A Coffee Cup of Knowledge…. Fidelity to One Great Purpose

The process of life-long learning requires that we move beyond what we personally know and maximize what we can learn from others. I do much of this through reading.  In sharing some highlight passages and sources from my personal library of over 2,000 books, my objective is to offer something of interest, utility and inspiration that may add to your thought process.                                                                                                                                                                                   – Bill Dinnebeil

 Quick Hits:

The first principle is that you must not fool yourself— and you are the easiest person to fool. – Feynman, Richard P.; Ralph Leighton (2010-06-28). “Surely You’re Joking, Mr. Feynman!”: Adventures of a Curious Character (p. 343)

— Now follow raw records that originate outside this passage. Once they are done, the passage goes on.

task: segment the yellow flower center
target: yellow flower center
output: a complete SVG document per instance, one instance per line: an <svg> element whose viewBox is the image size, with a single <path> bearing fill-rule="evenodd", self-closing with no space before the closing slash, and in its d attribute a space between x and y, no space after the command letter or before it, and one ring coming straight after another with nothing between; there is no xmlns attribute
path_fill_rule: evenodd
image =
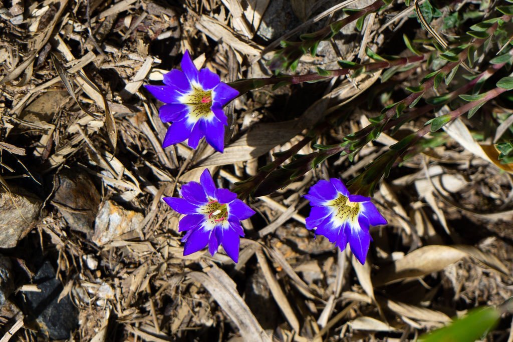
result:
<svg viewBox="0 0 513 342"><path fill-rule="evenodd" d="M208 119L213 113L212 107L212 91L205 91L198 85L192 85L190 92L182 96L182 103L189 106L189 114L194 122L202 118Z"/></svg>
<svg viewBox="0 0 513 342"><path fill-rule="evenodd" d="M341 223L347 220L355 222L358 218L360 211L360 203L350 202L347 196L342 194L339 194L339 197L329 201L327 205L333 207L333 216Z"/></svg>
<svg viewBox="0 0 513 342"><path fill-rule="evenodd" d="M207 217L207 222L212 226L223 224L228 220L228 206L221 204L215 199L210 199L201 207L200 212Z"/></svg>

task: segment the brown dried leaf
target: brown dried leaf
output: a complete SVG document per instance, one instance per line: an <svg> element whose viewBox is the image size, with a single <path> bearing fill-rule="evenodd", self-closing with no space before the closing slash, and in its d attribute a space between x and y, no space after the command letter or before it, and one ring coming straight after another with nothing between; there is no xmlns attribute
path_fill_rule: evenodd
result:
<svg viewBox="0 0 513 342"><path fill-rule="evenodd" d="M271 268L269 267L265 255L262 250L256 251L256 257L258 258L258 263L264 273L264 276L265 277L269 290L271 290L272 296L274 297L277 304L280 307L282 312L283 313L292 329L297 332L299 332L300 331L299 321L294 314L294 311L290 307L290 304L287 299L287 297L283 293L280 284L278 284L278 281L276 280L276 277L271 271Z"/></svg>

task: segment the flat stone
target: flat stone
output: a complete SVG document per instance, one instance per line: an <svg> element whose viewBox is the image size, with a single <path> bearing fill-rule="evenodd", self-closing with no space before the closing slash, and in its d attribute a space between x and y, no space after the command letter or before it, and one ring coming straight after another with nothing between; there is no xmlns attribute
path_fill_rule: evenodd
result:
<svg viewBox="0 0 513 342"><path fill-rule="evenodd" d="M98 211L91 239L102 246L125 233L135 230L144 218L140 213L127 210L113 201L106 201Z"/></svg>
<svg viewBox="0 0 513 342"><path fill-rule="evenodd" d="M92 233L100 196L91 178L86 174L67 170L57 177L55 187L52 204L70 229Z"/></svg>
<svg viewBox="0 0 513 342"><path fill-rule="evenodd" d="M35 197L14 188L10 190L9 193L0 188L0 248L15 247L29 233L41 205Z"/></svg>
<svg viewBox="0 0 513 342"><path fill-rule="evenodd" d="M33 283L40 292L25 293L26 314L29 321L35 321L39 331L52 339L67 339L78 326L78 310L69 296L57 301L64 288L55 279L55 271L46 261L37 270Z"/></svg>

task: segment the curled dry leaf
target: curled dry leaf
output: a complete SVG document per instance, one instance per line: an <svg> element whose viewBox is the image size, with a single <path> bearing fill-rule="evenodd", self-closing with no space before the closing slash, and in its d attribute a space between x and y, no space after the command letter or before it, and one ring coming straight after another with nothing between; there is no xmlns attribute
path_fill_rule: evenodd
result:
<svg viewBox="0 0 513 342"><path fill-rule="evenodd" d="M244 299L237 292L233 280L224 271L215 265L207 273L193 272L189 274L201 283L212 295L226 314L239 328L242 338L247 341L270 342L260 324Z"/></svg>
<svg viewBox="0 0 513 342"><path fill-rule="evenodd" d="M370 330L372 331L397 331L398 329L386 323L371 317L363 316L347 322L354 330Z"/></svg>
<svg viewBox="0 0 513 342"><path fill-rule="evenodd" d="M383 268L373 277L375 286L395 283L407 278L438 272L466 257L470 256L490 268L509 276L507 268L495 256L485 254L470 246L427 246L406 254Z"/></svg>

I don’t know about you, but I am easily convinced how good my ideas and opinions are, readily embracing that which supports them and conveniently ignoring much that doesn’t.  In discussing scientific integrity, Feynman, a Nobel Prize winner in physics, felt that thoroughly challenging his conclusions and results as to why they may not be correct was an important step in making sure he was not fooling himself or others that would be relying on his work. 

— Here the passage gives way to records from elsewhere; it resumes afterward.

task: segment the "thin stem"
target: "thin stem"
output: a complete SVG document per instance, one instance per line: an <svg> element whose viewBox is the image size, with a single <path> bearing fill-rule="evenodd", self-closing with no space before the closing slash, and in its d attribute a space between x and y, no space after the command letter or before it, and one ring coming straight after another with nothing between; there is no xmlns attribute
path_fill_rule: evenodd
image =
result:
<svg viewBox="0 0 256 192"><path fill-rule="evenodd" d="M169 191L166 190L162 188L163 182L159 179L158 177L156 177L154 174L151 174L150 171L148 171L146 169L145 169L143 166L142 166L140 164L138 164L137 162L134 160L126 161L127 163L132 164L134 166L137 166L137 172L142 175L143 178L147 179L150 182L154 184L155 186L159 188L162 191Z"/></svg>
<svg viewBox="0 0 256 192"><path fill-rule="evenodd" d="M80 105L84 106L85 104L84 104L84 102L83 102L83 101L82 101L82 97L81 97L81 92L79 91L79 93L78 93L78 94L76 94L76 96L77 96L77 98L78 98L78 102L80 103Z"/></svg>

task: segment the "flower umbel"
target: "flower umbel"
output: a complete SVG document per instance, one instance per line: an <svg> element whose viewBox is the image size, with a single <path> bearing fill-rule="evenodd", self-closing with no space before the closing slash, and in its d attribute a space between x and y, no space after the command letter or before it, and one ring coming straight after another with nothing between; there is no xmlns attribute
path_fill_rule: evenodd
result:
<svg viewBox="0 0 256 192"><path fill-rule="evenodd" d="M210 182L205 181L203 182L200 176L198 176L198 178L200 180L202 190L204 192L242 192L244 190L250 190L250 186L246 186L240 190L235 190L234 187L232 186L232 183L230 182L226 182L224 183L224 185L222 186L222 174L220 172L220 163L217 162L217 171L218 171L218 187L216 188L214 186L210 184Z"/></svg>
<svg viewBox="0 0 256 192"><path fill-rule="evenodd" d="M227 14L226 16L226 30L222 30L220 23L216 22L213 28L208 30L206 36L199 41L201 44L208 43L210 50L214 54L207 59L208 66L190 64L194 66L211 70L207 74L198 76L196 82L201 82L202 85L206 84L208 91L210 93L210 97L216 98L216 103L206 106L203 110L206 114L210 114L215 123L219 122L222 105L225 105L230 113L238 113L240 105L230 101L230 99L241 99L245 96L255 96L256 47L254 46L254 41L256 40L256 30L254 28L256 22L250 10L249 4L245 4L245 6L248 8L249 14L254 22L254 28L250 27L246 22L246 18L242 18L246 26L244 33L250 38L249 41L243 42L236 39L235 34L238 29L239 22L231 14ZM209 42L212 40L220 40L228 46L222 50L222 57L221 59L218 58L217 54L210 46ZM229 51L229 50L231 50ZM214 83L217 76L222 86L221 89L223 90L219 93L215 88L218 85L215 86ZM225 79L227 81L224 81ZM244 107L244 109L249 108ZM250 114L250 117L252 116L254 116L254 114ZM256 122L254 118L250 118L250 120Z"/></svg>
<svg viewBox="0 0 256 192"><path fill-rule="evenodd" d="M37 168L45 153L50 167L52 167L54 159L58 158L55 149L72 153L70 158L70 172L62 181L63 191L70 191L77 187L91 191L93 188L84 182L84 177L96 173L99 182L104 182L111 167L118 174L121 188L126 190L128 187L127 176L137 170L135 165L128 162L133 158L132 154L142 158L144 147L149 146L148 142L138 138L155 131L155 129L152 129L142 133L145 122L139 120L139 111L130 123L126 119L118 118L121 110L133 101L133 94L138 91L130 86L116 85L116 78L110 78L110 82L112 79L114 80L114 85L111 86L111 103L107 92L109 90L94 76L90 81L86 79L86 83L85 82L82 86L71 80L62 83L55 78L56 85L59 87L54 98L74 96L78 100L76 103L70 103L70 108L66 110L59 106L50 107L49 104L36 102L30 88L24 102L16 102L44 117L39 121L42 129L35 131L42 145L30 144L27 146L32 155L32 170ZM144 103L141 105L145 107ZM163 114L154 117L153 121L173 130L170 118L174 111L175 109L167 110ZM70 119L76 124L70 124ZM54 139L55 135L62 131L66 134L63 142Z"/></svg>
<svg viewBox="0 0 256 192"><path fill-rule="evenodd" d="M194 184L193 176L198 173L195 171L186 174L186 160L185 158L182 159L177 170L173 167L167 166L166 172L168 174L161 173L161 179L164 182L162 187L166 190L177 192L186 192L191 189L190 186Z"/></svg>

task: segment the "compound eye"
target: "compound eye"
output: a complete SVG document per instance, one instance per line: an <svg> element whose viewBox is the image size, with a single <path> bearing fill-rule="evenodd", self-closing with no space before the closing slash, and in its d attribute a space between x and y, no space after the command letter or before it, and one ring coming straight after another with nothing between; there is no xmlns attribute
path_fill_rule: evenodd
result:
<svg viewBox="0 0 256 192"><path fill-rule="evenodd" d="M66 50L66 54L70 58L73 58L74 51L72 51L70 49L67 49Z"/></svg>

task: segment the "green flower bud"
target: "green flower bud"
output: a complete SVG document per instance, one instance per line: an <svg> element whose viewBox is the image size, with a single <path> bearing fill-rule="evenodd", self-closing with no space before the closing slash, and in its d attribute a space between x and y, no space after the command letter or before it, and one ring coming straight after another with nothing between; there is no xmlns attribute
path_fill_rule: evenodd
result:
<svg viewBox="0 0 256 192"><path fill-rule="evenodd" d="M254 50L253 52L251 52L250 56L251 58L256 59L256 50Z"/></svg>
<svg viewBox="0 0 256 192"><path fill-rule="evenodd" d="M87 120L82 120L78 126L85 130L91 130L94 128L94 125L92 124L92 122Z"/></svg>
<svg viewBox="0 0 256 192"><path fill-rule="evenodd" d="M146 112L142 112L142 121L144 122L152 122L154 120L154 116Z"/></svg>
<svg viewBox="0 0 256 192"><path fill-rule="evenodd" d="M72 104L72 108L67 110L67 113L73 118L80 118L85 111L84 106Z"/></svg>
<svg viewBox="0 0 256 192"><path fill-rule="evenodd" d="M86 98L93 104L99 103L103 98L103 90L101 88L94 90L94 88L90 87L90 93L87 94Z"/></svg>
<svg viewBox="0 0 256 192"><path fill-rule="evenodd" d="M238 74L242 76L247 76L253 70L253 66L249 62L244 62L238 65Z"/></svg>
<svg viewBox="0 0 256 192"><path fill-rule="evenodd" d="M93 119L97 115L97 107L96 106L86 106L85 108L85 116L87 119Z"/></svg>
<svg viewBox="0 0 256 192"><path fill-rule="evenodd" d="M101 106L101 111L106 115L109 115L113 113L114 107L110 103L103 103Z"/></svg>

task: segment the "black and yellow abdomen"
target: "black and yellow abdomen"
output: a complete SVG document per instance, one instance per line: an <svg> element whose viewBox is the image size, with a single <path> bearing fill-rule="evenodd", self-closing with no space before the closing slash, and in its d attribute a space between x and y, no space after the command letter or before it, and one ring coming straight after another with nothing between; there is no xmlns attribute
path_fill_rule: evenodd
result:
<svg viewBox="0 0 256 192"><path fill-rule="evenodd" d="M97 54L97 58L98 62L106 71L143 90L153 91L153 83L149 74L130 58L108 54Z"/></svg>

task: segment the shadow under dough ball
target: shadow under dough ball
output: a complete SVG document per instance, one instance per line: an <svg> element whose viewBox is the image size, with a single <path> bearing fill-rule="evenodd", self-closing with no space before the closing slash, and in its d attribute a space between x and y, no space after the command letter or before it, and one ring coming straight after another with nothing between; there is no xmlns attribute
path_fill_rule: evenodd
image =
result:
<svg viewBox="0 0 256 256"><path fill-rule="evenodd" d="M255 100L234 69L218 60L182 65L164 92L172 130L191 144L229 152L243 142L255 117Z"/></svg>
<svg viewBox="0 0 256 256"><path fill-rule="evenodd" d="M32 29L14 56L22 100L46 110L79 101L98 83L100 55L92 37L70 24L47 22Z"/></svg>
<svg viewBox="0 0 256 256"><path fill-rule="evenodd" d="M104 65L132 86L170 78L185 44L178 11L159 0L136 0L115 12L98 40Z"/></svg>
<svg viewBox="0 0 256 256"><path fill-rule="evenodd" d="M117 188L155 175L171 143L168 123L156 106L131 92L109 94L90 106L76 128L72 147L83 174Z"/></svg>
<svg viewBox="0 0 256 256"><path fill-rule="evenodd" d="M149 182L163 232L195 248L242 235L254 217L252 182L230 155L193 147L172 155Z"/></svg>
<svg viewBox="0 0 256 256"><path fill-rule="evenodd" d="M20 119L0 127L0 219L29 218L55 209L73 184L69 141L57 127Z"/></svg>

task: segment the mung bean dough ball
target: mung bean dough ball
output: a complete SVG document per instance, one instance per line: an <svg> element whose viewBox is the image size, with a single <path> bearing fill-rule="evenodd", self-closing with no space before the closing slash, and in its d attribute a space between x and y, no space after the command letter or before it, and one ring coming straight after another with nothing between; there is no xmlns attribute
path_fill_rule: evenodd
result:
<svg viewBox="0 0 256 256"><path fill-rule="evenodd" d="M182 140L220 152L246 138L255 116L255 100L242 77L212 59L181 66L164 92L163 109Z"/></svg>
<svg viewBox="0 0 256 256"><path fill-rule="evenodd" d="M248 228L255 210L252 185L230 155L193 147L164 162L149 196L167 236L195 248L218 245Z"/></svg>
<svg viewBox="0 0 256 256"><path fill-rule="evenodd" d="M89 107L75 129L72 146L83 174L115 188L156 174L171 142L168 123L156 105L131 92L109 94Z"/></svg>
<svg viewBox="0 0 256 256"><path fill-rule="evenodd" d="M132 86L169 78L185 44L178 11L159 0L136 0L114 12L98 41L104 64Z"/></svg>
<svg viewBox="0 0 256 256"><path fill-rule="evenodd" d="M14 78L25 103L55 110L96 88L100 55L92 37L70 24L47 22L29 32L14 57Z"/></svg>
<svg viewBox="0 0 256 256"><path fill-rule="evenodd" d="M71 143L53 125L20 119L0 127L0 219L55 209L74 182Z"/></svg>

If you can’t prove what you want to prove, demonstrate something else and pretend that they are the same thing. In the daze that follows the collision of statistics with the human mind, hardly anybody will notice the difference.  – Huff, Darrell (2010-01-19). How to Lie with Statistics (p. 76).

Huff’s book is an informative and humorous discussion on the use and misuse of statistics.  Being in our political campaign season, I thought the quote above was very timely.  Misdirection, confusion and biased data selection seem to be the preferred strategies in some political quarters.  

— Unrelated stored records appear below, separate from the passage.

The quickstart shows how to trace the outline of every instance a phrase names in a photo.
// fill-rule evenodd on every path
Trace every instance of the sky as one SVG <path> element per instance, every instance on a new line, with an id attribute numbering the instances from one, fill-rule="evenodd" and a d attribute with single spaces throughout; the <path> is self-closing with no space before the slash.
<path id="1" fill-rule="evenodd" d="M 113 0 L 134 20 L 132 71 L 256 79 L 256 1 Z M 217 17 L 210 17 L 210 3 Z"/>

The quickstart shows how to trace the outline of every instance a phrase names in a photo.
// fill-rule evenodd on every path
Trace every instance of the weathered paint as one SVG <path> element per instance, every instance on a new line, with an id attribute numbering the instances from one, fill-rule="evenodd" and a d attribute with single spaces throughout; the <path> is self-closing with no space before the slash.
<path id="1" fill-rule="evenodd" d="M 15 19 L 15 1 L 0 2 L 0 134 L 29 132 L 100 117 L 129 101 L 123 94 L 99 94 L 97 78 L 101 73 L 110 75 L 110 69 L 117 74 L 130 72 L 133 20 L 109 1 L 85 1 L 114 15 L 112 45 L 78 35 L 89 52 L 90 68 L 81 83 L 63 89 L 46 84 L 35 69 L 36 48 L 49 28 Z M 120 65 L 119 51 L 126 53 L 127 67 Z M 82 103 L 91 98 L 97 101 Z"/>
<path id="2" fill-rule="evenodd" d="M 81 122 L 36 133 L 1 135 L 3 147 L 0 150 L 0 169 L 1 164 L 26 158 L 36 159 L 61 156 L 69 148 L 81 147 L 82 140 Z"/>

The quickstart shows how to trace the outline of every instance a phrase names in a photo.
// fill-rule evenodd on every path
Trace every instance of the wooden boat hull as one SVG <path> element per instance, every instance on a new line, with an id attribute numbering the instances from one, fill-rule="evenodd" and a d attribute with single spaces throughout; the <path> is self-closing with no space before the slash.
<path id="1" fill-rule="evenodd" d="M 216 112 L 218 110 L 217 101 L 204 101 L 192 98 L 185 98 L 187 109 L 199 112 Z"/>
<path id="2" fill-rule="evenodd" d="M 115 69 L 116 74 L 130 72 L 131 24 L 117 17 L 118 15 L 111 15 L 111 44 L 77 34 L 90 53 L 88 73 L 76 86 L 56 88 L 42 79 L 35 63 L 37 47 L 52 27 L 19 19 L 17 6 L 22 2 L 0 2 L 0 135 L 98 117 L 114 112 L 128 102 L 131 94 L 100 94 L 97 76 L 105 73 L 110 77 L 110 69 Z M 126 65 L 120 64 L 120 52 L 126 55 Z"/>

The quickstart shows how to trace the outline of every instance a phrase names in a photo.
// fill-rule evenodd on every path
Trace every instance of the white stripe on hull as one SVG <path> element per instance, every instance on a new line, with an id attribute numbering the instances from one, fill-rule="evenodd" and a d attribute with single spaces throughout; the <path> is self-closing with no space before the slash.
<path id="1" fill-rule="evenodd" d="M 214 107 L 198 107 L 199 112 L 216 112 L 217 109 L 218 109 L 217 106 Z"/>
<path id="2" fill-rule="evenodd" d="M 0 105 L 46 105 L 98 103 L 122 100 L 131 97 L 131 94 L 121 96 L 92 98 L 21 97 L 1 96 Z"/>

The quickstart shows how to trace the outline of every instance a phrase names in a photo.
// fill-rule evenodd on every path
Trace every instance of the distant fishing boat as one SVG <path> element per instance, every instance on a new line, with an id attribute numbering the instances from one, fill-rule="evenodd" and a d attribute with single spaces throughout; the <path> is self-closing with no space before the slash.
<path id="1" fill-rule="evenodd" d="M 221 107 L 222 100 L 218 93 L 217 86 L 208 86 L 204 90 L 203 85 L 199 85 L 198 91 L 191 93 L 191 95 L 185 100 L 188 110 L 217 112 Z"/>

Fidelity To One Great Purpose:

All this had been accomplished, Adams acknowledged, with a remnant tinge of condescension, not because Lincoln possessed “any superior genius” but because he, “from the beginning to the end, impressed upon the people the conviction of his honesty and fidelity to one great purpose.”  Goodwin, Doris Kearns (2006-12-08). Team of Rivals: The Political Genius of Abraham Lincoln (p. 595). Simon & Schuster. Kindle Edition.

“There is no one better at turning off the noise that is going on around him,” Cook said. “That allows him to focus on a few things and say no to many things. Few people are really good at that.”  Isaacson, Walter (2011-10-24). Steve Jobs (p. 460). Simon & Schuster, Inc.. Kindle Edition

Whether it be the abolition of slavery or the commitment to game changing design, Lincoln and Jobs shared the ability to define that one great purpose and the discipline to stay focused, often against enormous odds.  Without a well defined target, wasteful distractions will substitute as false objectives.